The Navajo language (Diné bizaad) has a vocabulary of landscape terms that allows speakers to communicate about their environment. This book documents that vocabulary and provides photographic illustration of many of the terms. The meanings of these terms seldom match the English-language terms one-to-one. Terms include explicit reference to earth materials such as water or rock/stone. Rather than alphabetically, this book is organized by material and form categories.
This dictionary is a valuable resource for language preservation in schools and elsewhere, and for linguists, anthropologists, geographers, and earth scientists interested in indigenous conceptualization of landscape and environment.
About the Author
David M. Mark, Ph.D., is SUNY Distinguished Professor Emeritus of Geography at the State University of New York at Buffalo. He was one of the founders of the fields of geographic information science and cognitive geography.
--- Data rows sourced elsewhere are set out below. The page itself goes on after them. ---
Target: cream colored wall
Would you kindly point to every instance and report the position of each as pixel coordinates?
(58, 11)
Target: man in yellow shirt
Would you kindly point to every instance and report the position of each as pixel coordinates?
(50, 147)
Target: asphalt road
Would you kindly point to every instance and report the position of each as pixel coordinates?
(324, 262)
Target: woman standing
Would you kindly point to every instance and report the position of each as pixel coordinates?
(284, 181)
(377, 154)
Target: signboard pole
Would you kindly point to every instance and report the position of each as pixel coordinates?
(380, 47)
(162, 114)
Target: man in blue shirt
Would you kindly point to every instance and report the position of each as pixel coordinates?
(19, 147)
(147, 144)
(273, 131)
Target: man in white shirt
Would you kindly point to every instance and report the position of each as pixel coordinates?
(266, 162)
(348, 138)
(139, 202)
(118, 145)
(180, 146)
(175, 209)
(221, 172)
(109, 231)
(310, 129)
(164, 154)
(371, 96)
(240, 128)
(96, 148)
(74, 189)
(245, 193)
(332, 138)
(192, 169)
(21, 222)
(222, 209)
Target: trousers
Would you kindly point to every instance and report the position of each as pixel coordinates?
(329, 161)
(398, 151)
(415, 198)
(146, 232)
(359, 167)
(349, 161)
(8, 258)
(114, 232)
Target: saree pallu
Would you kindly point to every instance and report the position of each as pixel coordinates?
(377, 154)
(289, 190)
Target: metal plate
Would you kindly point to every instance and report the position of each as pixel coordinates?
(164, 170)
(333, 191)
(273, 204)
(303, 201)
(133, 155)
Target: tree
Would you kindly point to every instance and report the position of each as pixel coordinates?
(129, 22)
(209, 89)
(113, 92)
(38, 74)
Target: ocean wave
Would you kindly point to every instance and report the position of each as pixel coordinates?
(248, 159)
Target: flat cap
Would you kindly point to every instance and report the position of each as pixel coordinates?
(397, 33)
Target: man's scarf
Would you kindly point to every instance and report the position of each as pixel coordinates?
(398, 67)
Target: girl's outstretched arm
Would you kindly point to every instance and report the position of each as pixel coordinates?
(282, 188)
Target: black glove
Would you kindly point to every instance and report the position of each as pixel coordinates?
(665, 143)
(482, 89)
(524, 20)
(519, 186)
He has written almost 250 published articles, chapters, or books.
David Stea, Ph.D., is Professor Emeritus of Geography and International Studies at Texas State University, San Marcos, and Research Associate at the Center for Global Justice (Mexico). He is a co-founder of environmental psychology. His books include Image and Environment, Maps in Minds, Environmental Mapping, and Placemaking.
Carmelita Topaha is a member of the Navajo Nation, Newcomb Chapter. She has a B.A. in anthropology from Fort Lewis College, Durango, Colorado. She has worked as a consulting anthropologist, archaeologist, or ethnographer on a variety of projects.